The man was rubbing himself against her leg, free hand pawing at her skirt and panties, trying to reach flesh. Mary struggled to free herself from his grip, using the wall as a brace, balancing her feet for leverage.

“That’s it, baby,” the man said. “Fight me. C’mon, trim, fight me.”

Mary turned her face from the wall, moving the man’s arm away from her thigh. She looked in his eyes, brown, glazed, and empty, and saw in them what she had seen in the faces of so many killers over so many years. It was in that fragment of a second that she knew what awaited her. It wasn’t just sex he wanted. Or drugs he needed.

It was blood.

Her blood.

The man with the knife needed a fix that only the blade could bring him. He was laughing as he stood and watched her blood flow past his legs like melted Jell-O, moving down the cracked path of a dark alley on an empty street in Queens. Laughing and staring into Mary’s eyes, watching as the life ebbed out of them.

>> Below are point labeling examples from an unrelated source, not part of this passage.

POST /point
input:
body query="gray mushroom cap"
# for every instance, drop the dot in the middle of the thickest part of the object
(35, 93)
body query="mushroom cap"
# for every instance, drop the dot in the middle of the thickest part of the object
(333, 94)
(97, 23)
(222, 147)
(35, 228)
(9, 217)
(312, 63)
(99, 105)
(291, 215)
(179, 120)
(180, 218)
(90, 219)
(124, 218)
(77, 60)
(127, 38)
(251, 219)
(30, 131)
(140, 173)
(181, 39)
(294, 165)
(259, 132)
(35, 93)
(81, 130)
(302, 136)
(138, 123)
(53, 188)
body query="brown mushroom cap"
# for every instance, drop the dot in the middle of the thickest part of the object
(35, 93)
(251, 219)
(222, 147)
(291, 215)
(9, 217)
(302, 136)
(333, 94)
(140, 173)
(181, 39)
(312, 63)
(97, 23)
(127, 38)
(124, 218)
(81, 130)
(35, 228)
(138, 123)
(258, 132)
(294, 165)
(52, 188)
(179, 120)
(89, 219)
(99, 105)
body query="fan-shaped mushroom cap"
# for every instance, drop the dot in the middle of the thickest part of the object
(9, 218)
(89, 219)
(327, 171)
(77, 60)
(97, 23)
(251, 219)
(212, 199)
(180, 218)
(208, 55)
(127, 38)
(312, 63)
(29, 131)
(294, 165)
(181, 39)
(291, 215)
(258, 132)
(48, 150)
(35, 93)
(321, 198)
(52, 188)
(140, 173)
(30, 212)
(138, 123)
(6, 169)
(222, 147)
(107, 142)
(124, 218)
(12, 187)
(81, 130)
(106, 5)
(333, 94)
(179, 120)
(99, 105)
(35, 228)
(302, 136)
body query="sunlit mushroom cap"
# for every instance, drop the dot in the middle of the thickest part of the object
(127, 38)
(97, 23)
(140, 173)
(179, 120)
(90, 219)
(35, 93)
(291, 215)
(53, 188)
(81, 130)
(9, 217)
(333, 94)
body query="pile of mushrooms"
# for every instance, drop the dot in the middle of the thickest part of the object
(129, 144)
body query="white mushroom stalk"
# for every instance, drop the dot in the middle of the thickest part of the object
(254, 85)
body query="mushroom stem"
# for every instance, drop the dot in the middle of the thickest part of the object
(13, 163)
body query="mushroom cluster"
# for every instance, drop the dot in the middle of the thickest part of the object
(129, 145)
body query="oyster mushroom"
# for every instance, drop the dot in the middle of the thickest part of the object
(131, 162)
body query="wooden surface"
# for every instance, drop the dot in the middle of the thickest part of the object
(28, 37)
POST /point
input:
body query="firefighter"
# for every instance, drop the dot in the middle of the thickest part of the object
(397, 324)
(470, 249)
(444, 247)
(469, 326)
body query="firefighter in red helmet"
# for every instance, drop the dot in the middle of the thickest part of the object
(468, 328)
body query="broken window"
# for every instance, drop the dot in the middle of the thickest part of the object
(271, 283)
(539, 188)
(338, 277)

It was the rush of the killer.

No one understood that feeling better than Mary Silvestri.

•    •    •

S
HE WOKE UP
three days later in the intensive care unit of Mission Hospital. Doctors had removed a portion of her lung, sliced beyond use by the man’s knife. Her stomach had also been slashed, requiring forty-seven stitches to close. There were welts and bruises up and down her body, and her right arm and left foot were broken and in casts. One eye was closed shut, and the side of her right cheek was bandaged.

Mary looked around the room, pale blue walls floating like waves, shards of sunlight warming the left side of her face. She saw an IV hanging off to the side, fluid slow-dripping into her arm. The inside of her mouth felt crusted, and there were two small plastic oxygen tubes in her nose. A set of rosary beads was wrapped around the fingers of her left hand.

She turned to her left, past the glare of the sun, and saw her son, Frank, sitting in a chair, wearing a New York Yankee jacket and cap, hands folded in his lap, staring back at her. She gazed at him for several seconds, read the concern etched on his youthful face, saw the tense way he leaned his body forward, and studied the eyes of a teenage boy terrified that his mother would die.

“Shouldn’t you be in school?” she said, each word weighed down with a pain that reached into her chest.

“It’s Sunday,” Frank said, surprised to hear her speak.

“Church, then,” Mary said, managing a slight smile. “I could use a couple of prayers thrown my way.”

“Went this morning,” Frank said. “With Dad.”

“Here alone?”

“No,” Frank said. “Dad went down to the cafeteria. To get some coffee.”

“How’s he doin’?”

“Scared,” Frank said. “Stays here all day. Sleeps in the
bed next to you at night. Leaves just to check on work and pick me up from school.”

“How about you?” Mary asked, wishing she could sit up, lean over, and, for the first time in many years, take her son in her arms.

“I’m not as scared,” Frank said.

“Why’s that?”

“Dad forgets how tough you are,” Frank said. “I don’t.”

“I’m not as tough as the guy I ran into,” Mary said. “Otherwise, we’d be sending him flowers.”

“They caught him,” Frank said.

“Who made the collar?” Mary asked.

“Not sure,” Frank said. “Russo and some of the other guys started chasin’ him down while you were in surgery. By the time you were in recovery, they had him.”

“I can’t wait to see him in court,” Mary said. Her throat was dry and raw, and her jaw ached whenever she spoke.

“He won’t be in court,” Frank said.

She didn’t have to say anything. She just looked at him, first curiously, then knowingly.

“Russo told me and Dad the guy put up a fight.” Frank went on in a matter-of-fact tone that would have made any seasoned cop proud. “Came at them with the same knife he used on you. Russo and Johnson stopped him.”

Mary nodded and turned from her son. She lifted her head slowly, eyes scanning the flowers and baskets that filled the room.